AMASE: An Object-Oriented Metadatabase Catalog for Accessing Multi-Mission Astrophysics Data

Cynthia Cheung
David Leisawitz
Nick Roussopoulos
Stephen Kelley
Jane Wang
Gail Reichert
David Silberberg
NASA/GSFC
Astrophysics Data Facility
Greenbelt, MD
Dept. of Computer Science & UMIACS
University of Maryland
College Park, MD 20742
Hughes
STX
Greenbelt, MD

Abstract:

This paper describes the development of AMASE, an astrophysics catalog, which uses object-oriented database (OODB) technology to facilitate access to NASA's multi-mission and multi-spectral astrophysics data holdings. The catalog is an on-line metadatabase consisting of scientific reference pointers to enable easy location of low-level space astrophysics data in the public archives. The metadatabase catalog contains both descriptions of mission-oriented data and published astrophysics catalog data. We use OODB techniques to classify data products with scientific attributes, enabling queries across mission and spectral boundaries of data residing in heterogeneous databases. We discuss the advantages of using an object-relational database (a hybrid of object-oriented and relational database technologies) to mitigate many of the problems that arise in using pure relational technology.

1 Introduction

Astrophysical data analysis demands efficient access to large volume of complex data. NASA data sets in the data archives are structured with a mission perspective. These data sets are products of space missions and, hence, are stored in the archives according to mission-specific parameters, in disparate mass storage systems and in different formats. This is largely a historical development, reflecting the evolution of computers and mass storage technology in the past 30 years.

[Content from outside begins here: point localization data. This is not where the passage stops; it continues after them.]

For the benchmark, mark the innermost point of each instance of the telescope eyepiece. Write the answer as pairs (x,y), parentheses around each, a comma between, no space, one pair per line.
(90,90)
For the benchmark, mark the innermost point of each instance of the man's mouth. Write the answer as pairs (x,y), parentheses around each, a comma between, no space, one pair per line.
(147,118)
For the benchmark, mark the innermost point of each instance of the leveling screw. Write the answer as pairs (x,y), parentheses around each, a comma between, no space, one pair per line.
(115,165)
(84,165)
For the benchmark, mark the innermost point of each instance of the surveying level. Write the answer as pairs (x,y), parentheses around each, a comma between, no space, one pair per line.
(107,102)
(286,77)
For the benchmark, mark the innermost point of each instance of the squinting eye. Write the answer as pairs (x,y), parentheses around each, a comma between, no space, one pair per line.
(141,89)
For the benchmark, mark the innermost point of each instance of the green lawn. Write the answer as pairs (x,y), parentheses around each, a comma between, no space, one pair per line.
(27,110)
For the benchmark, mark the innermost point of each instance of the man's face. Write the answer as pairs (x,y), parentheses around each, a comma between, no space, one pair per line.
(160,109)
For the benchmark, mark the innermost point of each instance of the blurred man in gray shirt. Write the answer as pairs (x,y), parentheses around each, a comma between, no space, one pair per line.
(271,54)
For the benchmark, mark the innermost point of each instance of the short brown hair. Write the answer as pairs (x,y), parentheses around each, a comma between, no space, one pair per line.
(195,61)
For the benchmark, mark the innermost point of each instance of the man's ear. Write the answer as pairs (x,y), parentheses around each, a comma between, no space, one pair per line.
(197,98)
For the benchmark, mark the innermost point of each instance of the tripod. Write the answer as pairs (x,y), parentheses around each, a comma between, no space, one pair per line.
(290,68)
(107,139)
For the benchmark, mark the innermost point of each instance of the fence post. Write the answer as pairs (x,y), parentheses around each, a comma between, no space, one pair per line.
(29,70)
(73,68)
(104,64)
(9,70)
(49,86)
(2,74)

Scientists often wish to conduct research that cuts across mission boundaries, and would do so more often were it not so challenging to locate and understand unfamiliar data sets. It is generally advantageous, for example, to use multi-wavelength observations to interpret a class of celestial objects. Yet it is currently necessary to learn the specific structure of each NASA mission data archive before one can determine whether the relevant data exist and then access them. The internet has provided different means for scientists to access the mission data centers through Web browsers, FTP, Gopher or customized interfaces. But the procedures to locate data granules is dependent on the services provided by the individual data center. The user has to know a priori which data archive to search. Some mission archives have built interfaces to make the underlying database structure transparent to the users. Nonetheless, the search is conducted one data set at a time and one mission at a time, and the researcher must integrate information gleaned from the various catalogs. The problem is exacerbated if the user is unfamiliar with the data products generated by a particular mission and thus does not even know where to begin. A uniform, multi-mission and multi-spectral user interface to these heterogeneous data holdings is surely needed.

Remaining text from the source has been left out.